REPUBLIKA.CO.ID, SEMARANG -- Bahasa lokal, termasuk bahasa daerah beserta variasi dialeknya, harus dipertahankan sebagai pembangun identitas, kata Kepala Balai Bahasa Jawa Tengah Pardi Suratno.
"Orang Jawa, misalnya, diidentifikasi dari bahasa yang digunakan sehari-hari. Orang Bugis dikenal karena berbahasa Bugis, kemudian orang Madura, Sunda, dan sebagainya," katanya di Semarang, Kamis (3/9).
Hal tersebut diungkapkannya usai kegiatan Language Maintenance and Shift (Lamas) V bertema "The Role of Indigenous Language in Constructing Identity" yang berlangsung pada tanggal 2--3 September 2015.
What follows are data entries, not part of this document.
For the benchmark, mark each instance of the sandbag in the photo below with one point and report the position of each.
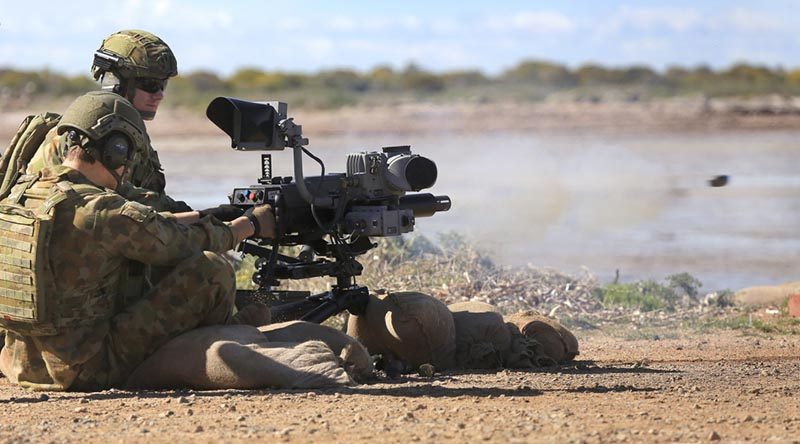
(413, 327)
(766, 294)
(525, 352)
(558, 342)
(237, 357)
(482, 337)
(354, 356)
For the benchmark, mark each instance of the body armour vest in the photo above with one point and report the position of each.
(28, 303)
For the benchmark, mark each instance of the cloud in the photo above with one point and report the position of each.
(539, 22)
(656, 18)
(746, 20)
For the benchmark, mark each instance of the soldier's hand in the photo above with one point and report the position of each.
(224, 212)
(263, 220)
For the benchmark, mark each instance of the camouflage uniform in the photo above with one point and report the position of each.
(144, 180)
(101, 333)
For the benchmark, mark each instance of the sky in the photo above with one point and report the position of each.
(443, 35)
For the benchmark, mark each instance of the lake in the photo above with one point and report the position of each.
(634, 202)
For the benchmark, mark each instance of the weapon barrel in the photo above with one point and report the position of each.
(424, 204)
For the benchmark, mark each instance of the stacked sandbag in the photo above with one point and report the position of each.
(413, 327)
(354, 356)
(767, 294)
(483, 340)
(556, 341)
(237, 357)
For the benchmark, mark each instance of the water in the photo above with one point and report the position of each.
(637, 203)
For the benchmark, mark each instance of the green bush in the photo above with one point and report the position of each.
(644, 295)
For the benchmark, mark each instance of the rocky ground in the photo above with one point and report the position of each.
(726, 385)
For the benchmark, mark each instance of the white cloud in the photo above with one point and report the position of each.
(745, 20)
(540, 22)
(318, 47)
(637, 48)
(648, 19)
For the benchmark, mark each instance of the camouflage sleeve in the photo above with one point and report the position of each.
(138, 232)
(50, 153)
(159, 201)
(145, 170)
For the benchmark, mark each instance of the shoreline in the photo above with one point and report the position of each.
(677, 114)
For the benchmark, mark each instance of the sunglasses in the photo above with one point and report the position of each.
(151, 86)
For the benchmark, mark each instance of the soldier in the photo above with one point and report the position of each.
(136, 65)
(68, 240)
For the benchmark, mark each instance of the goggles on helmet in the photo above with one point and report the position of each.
(150, 85)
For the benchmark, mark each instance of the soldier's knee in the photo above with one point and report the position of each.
(213, 268)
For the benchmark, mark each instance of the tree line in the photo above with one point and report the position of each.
(528, 80)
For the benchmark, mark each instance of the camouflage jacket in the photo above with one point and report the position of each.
(93, 240)
(144, 180)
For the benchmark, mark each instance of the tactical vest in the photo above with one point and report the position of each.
(27, 303)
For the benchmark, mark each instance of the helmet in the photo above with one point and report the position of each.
(132, 53)
(106, 126)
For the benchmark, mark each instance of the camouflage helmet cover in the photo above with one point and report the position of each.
(97, 114)
(134, 53)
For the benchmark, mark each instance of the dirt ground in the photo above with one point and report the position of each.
(727, 385)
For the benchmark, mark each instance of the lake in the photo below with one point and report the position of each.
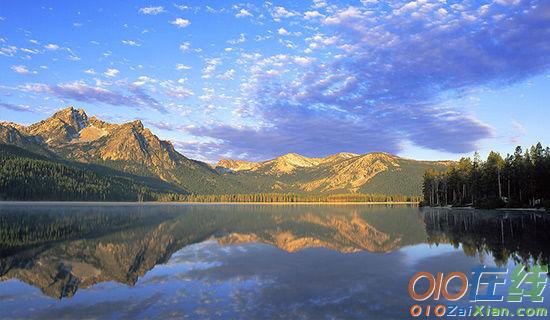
(177, 261)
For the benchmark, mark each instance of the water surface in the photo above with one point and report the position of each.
(244, 261)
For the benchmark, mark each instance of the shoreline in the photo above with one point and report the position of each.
(195, 203)
(499, 209)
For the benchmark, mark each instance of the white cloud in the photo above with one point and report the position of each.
(243, 13)
(308, 15)
(152, 10)
(281, 12)
(21, 70)
(181, 23)
(184, 46)
(131, 43)
(111, 72)
(283, 32)
(303, 60)
(508, 2)
(228, 75)
(29, 50)
(143, 80)
(211, 65)
(180, 66)
(51, 47)
(241, 39)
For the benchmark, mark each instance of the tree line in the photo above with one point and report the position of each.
(292, 197)
(518, 180)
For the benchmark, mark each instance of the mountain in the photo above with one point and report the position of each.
(25, 175)
(340, 173)
(70, 134)
(128, 147)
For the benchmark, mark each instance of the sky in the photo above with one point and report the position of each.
(426, 79)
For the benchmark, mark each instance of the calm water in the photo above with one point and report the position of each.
(244, 261)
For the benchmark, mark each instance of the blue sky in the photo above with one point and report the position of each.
(427, 79)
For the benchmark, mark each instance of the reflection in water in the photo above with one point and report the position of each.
(522, 237)
(61, 249)
(252, 261)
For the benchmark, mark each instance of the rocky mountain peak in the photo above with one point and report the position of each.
(77, 118)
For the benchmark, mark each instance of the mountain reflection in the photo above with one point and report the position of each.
(519, 236)
(60, 248)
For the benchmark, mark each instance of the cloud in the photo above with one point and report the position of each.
(387, 79)
(152, 10)
(308, 15)
(111, 72)
(184, 46)
(14, 107)
(282, 12)
(241, 39)
(22, 70)
(51, 47)
(131, 43)
(181, 23)
(283, 31)
(80, 91)
(243, 13)
(181, 66)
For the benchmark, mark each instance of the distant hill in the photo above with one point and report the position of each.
(340, 173)
(70, 135)
(127, 147)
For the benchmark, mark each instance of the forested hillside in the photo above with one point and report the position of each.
(520, 179)
(28, 176)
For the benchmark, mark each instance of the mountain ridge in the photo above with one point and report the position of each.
(131, 147)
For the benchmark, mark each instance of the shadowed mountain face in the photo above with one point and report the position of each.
(129, 147)
(132, 148)
(61, 249)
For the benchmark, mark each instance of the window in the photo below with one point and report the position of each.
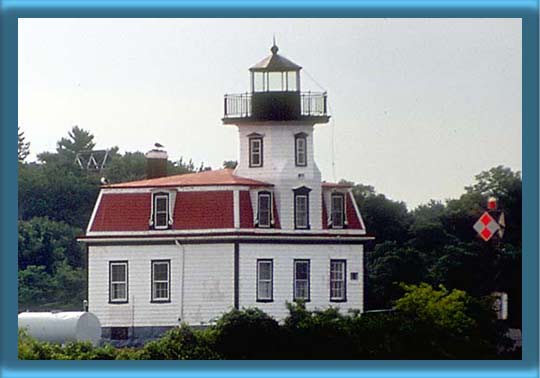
(301, 207)
(161, 211)
(338, 210)
(301, 280)
(337, 281)
(265, 280)
(119, 333)
(265, 209)
(255, 152)
(118, 278)
(160, 281)
(301, 211)
(300, 149)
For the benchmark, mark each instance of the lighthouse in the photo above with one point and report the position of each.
(275, 123)
(192, 247)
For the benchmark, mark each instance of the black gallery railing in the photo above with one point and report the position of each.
(239, 105)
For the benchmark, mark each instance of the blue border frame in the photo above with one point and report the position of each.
(11, 10)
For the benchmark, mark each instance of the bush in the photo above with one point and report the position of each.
(427, 323)
(247, 334)
(181, 343)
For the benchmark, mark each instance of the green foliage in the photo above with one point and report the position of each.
(51, 265)
(385, 219)
(428, 323)
(23, 146)
(238, 330)
(388, 265)
(442, 308)
(181, 343)
(61, 192)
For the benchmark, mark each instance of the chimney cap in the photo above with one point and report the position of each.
(156, 154)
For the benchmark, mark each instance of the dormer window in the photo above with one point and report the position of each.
(161, 211)
(338, 210)
(255, 150)
(264, 213)
(300, 149)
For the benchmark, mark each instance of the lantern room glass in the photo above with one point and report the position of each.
(275, 81)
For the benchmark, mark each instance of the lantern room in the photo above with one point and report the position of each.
(275, 95)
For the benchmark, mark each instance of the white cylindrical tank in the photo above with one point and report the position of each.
(61, 327)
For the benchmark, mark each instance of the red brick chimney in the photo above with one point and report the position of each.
(156, 163)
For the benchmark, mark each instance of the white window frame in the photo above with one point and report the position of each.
(156, 212)
(112, 283)
(342, 297)
(154, 298)
(259, 223)
(265, 280)
(297, 213)
(341, 219)
(301, 153)
(307, 280)
(252, 154)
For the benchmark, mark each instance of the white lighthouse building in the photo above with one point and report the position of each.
(192, 247)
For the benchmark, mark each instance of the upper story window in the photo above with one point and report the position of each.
(338, 210)
(265, 278)
(264, 213)
(300, 149)
(301, 280)
(255, 150)
(338, 274)
(160, 280)
(161, 211)
(118, 281)
(301, 208)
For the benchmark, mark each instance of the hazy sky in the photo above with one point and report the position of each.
(419, 106)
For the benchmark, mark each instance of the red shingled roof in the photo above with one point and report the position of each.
(218, 177)
(325, 184)
(193, 210)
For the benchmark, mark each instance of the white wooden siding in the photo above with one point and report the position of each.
(279, 168)
(208, 291)
(284, 256)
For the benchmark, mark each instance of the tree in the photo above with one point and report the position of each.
(24, 146)
(79, 140)
(60, 192)
(447, 323)
(385, 219)
(387, 266)
(67, 148)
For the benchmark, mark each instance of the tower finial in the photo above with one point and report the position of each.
(274, 47)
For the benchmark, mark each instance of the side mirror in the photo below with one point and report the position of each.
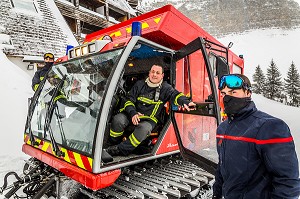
(222, 67)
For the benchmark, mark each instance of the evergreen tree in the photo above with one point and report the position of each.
(273, 86)
(292, 85)
(259, 81)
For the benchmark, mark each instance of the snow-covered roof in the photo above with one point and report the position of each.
(123, 5)
(36, 59)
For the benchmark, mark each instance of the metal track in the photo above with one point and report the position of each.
(162, 179)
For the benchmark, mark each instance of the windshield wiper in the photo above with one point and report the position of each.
(49, 113)
(32, 105)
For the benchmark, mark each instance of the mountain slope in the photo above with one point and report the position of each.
(222, 17)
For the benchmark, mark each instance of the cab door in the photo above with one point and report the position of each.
(196, 130)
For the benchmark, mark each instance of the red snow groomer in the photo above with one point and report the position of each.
(69, 116)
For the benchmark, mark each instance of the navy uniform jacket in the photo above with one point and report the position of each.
(141, 99)
(257, 158)
(38, 77)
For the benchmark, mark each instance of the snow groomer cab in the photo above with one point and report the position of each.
(70, 114)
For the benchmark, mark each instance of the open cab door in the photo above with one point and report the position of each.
(196, 130)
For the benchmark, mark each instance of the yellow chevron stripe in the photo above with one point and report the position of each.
(67, 158)
(145, 25)
(91, 162)
(128, 30)
(78, 160)
(157, 20)
(116, 34)
(45, 146)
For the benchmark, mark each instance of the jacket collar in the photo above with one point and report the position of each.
(245, 112)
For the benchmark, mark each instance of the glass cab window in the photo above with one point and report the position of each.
(75, 89)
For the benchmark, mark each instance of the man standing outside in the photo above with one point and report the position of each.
(40, 74)
(257, 157)
(142, 108)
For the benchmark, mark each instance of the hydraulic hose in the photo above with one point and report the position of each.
(45, 188)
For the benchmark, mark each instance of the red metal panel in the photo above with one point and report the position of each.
(90, 180)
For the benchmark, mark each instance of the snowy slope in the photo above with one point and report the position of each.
(259, 47)
(15, 88)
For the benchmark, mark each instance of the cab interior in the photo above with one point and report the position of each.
(136, 68)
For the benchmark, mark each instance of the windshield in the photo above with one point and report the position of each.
(77, 100)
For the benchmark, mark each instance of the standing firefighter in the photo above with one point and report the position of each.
(257, 157)
(40, 73)
(142, 108)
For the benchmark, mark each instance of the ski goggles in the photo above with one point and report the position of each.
(48, 55)
(232, 82)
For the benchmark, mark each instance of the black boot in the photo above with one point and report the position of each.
(114, 150)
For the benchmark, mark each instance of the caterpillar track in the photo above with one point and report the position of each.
(162, 179)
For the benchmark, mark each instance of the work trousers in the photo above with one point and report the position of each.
(140, 133)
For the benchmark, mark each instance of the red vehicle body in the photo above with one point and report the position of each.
(191, 70)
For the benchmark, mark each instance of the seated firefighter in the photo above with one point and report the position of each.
(142, 108)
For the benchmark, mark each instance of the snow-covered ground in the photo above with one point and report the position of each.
(15, 90)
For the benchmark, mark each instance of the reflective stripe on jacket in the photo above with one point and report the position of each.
(141, 99)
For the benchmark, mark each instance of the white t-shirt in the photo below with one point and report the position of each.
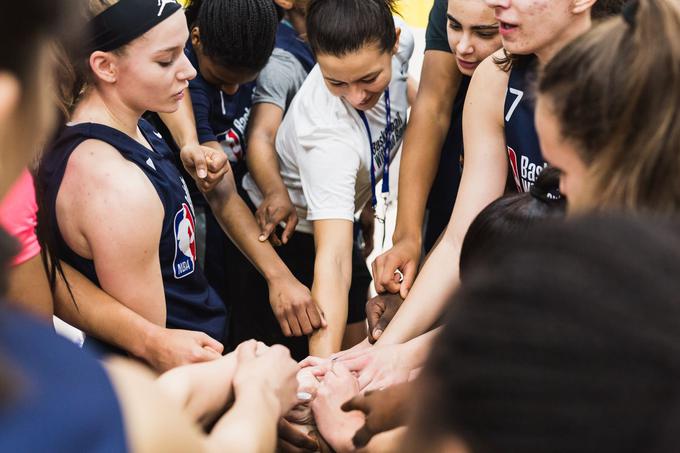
(323, 148)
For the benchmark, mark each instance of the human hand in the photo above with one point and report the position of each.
(337, 427)
(384, 410)
(270, 374)
(206, 165)
(379, 312)
(294, 308)
(165, 349)
(276, 208)
(404, 257)
(377, 367)
(297, 430)
(367, 221)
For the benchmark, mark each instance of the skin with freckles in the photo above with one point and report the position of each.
(538, 26)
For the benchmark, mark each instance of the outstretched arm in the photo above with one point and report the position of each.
(332, 279)
(425, 134)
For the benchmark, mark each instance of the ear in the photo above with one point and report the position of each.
(582, 6)
(285, 4)
(196, 38)
(397, 31)
(10, 94)
(104, 65)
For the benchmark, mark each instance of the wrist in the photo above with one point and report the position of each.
(410, 236)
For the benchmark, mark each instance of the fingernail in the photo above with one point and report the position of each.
(304, 396)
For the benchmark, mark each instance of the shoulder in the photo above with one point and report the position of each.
(489, 76)
(151, 421)
(406, 41)
(101, 178)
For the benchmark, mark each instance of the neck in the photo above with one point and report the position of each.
(107, 109)
(579, 27)
(297, 20)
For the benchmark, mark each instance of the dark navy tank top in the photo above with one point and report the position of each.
(524, 151)
(61, 400)
(287, 39)
(191, 303)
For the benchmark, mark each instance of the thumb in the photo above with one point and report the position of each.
(267, 230)
(210, 343)
(409, 277)
(196, 159)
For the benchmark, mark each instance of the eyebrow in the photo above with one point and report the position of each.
(367, 76)
(168, 49)
(474, 27)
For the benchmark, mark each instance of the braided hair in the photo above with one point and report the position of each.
(509, 217)
(339, 27)
(237, 34)
(566, 340)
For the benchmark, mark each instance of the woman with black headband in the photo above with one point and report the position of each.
(135, 234)
(55, 397)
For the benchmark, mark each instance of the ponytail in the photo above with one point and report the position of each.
(615, 92)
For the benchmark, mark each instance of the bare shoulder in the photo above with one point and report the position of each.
(152, 421)
(97, 173)
(489, 76)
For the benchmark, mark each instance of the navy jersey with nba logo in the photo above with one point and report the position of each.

Menurut dia, bahasa merupakan wadah kebudayaan yang mencerminkan identitas pemiliknya, termasuk bahasa daerah, sehingga harus terus diajarkan, dilestarikan, dan dimanfaatkan dalam kehidupan sehari-hari.
"Kalau di Jateng, kami mengapresiasi dengan adanya Peraturan Daerah Nomor 9/2012 tentang Bahasa, Sastra, dan Aksara Jawa. Ini merupakan wujud kepedulian terhadap pelestarian bahasa daerah," katanya.
Bahasa daerah yang digunakan di Jawa Tengah secara umum, kata dia, adalah bahasa Jawa. Namun, karena wilayah yang luas dan pengaruh kekuasaan zaman kerajaan, tercipta berbagai dialek bahasa.
"Berbagai dialek itu, misalnya bahasa Jawa Solo yang standar, kemudian ada dialek Banyumasan, Tegal, Pati, dan sebagainya. Umumnya, dialek-dialek ini berkembang di daerah pesisir," katanya.
Sejalan dengan regulasi itu, kata dia, masyarakat lokal diperbolehkan untuk mengajarkan, melestarikan, dan memanfaatkan dialek-dialek khas yang diwariskan leluhurnya itu kepada generasi muda.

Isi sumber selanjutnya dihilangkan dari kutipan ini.